Monday, December 19, 2011 | By: Lynny Prince

Christmas time is here!

MERRY CHRISTMAS! Oh, how I love this time of year! The stress of the season, the family drama, the tons of money we spend without thought of repercussions to come with the January credit card bill – a wonderful time of year indeed! If you're like me, you need a break about now, but how to get one is the question.

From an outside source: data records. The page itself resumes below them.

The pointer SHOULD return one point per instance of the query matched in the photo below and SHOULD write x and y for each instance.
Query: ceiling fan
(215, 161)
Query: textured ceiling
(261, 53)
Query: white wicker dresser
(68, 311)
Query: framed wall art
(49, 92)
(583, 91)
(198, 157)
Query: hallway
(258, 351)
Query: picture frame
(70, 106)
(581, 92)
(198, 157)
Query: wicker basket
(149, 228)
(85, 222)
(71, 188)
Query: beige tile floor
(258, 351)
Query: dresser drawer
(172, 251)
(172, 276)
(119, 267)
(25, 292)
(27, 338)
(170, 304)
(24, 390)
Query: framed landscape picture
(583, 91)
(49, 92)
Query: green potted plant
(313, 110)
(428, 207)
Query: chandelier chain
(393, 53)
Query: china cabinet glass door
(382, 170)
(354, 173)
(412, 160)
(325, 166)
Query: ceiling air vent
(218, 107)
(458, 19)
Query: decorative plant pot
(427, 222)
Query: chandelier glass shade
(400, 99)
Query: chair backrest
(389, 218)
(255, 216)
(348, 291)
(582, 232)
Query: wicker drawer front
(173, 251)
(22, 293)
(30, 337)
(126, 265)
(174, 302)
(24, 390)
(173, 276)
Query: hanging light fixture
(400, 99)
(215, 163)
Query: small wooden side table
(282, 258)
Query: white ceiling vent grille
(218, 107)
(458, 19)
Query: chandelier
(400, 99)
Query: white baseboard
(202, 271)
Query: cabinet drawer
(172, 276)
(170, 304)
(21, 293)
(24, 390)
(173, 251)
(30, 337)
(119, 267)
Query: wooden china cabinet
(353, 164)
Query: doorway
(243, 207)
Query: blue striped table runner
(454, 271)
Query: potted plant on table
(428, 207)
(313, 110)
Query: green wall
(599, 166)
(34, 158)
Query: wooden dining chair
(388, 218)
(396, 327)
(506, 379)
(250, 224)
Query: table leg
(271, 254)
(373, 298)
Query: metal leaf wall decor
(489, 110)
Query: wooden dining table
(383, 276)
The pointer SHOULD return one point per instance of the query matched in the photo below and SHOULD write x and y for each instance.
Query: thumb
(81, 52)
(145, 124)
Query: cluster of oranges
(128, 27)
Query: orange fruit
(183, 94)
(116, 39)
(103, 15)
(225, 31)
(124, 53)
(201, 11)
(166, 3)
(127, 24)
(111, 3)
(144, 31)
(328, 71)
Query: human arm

I offer a bit of advice that I read on another site and post it here for all of us. It's great advice and I encourage each and every one of you to heed it, if you need to. It's not worth getting your panties in a bunch over the stress of the holidays. Save that for the New Year when the bills come in! LOL

By Sven Gustafson 

  The holidays aren’t always full of joy and merriment for everyone.
With all the parties, family gatherings, anxiety over seeing the uncle who drinks too much, and pressure to cook, clean, buy gifts for everyone and mail out photo cards of your family, stress and depression can easily cloud out the holiday spirit. (Throw a child’s birthday in the mix and it’s easy to feel consumed by the month of December, lemme tell ya.)
But have no fear, we’ve got tips on how to stay above the fray this holiday season:
  1. Go for a run. Or walk briskly, or snowshoe if there’s snow. Lift weights or chop wood if that’s your thing. Just exercise to burn off the stress (and extra Christmas cookies), will ya?
  2. Find a way to relax, be it through yoga, meditation, taking time to read a book, (MINE!) or by treating yourself to a massage.
  3. Keep focused on what’s important. It’s not vital to make the perfect fruit cake or follow the family traditions of making a back-breaking Christmas dinner every year. Sure, it’s nice to eat great food, but the holidays are more about gathering with family or friends, affirming your faith and enjoying the company of others. It’s OK to look for shortcuts.
  4. Set a budget. In my family, we often make it clear beforehand that there will be gifts only for the children, not the adults. It helps to keep costs from spiraling out of control. And to remember that money and gifts don’t make Christmas or Hanukkah magical.
  5. Look for opportunities to break the mold and enjoy a non-traditional holiday season. It’s been a while for me, but I have fond memories of enjoying Christmas Eve while camping or with a group of friends in a city where I don’t usually spend the holidays. Or look for opportunities to volunteer on Christmas Day. Sometimes it’s rejuvenating to break out of the norm.
Like I said, good advice!

I hope you all have a wonderful holiday and I look forward to bringing you more news in the New Year! 2012 is the year of the Ghostkiller......stay tuned!

Til then I wish you love, peace and frybread grease!